Non-exhaust road traffic emissions include particles released into the air from brake wear, tyre wear, road surface wear and resuspended road dust. These types of emissions therefore contribute to the total particulate matter in the environment and are associated with human health problems and mortality.
Emissions of non-exhaust particles from vehicles may already exceed those from exhausts, and will likely increase in the future. However, quantitative data on the magnitude of non-exhaust emissions are limited and uncertain, also because the proper measurements and standards have not yet been validated.
The exact contribution of non-exhaust emissions to local and national air quality is therefore currently under discussion. Emissions vary widely according to brake, tyre and road surface material, and driving style. Existing emission factors therefore have a wide range of uncertainty and show significant variations between PM10, PM2.5 and PM1 size fractions.

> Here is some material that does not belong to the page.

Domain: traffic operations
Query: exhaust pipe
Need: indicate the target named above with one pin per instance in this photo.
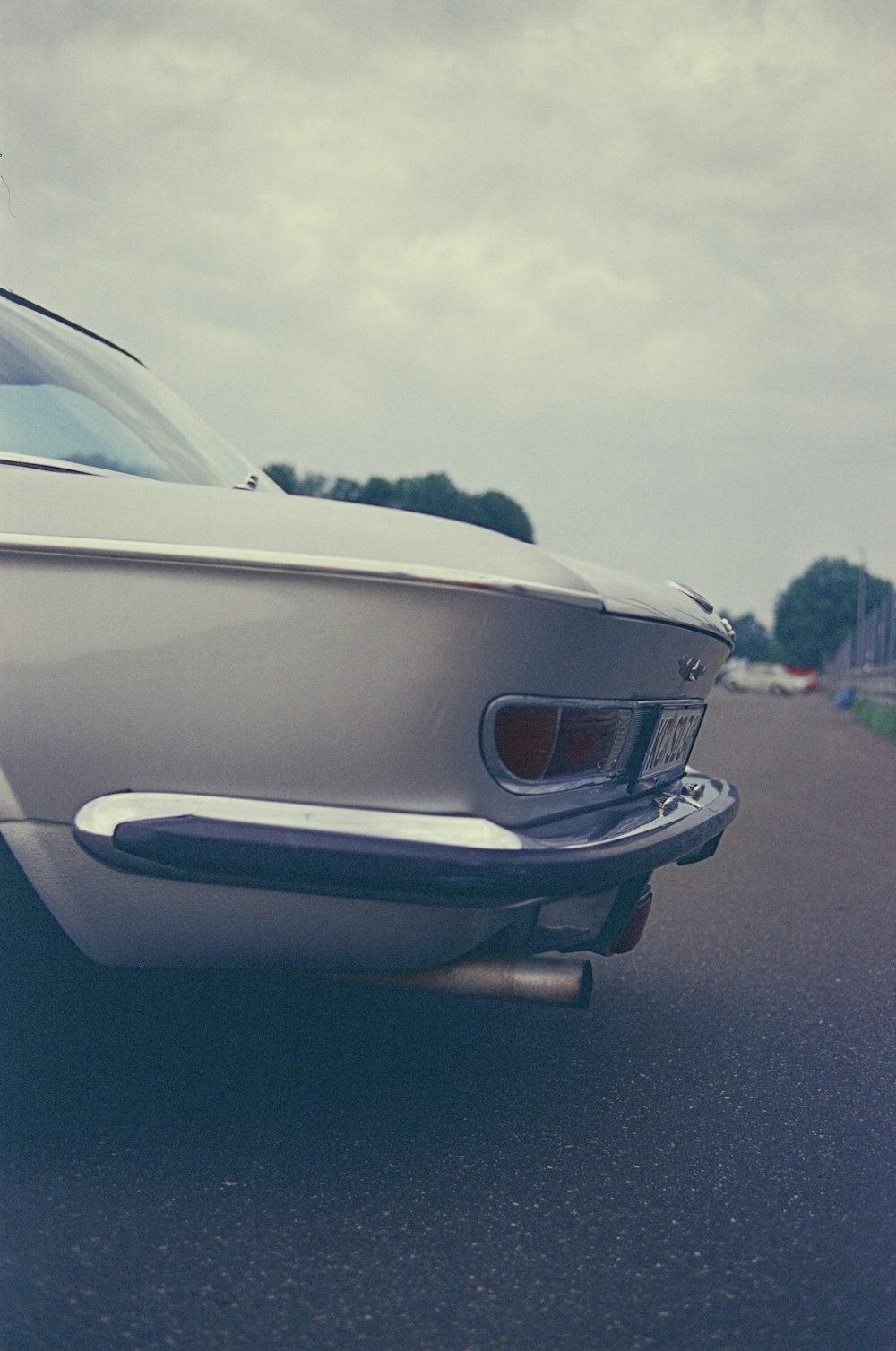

Non-exhaust emissions particles are also an important source of metals to the atmosphere. Among others, Zn and Cu are highly associated with brake- and tire wear from cars in urban environments.
Besides a lack of approved legislation covering non-exhaust emissions, there are no product standards for the composition of brake pads and brake systems to limit air pollution. Methods of measuring non-exhaust emissions so far lack international consistency. Several testing institutes, and also brake pad manufacturers, are developing testing and analysis approaches that reflect real-world driving conditions. These are measuring particulate matter and particle numbers for emissions from brake wear, but there is no clear view on when a proposal can be expected.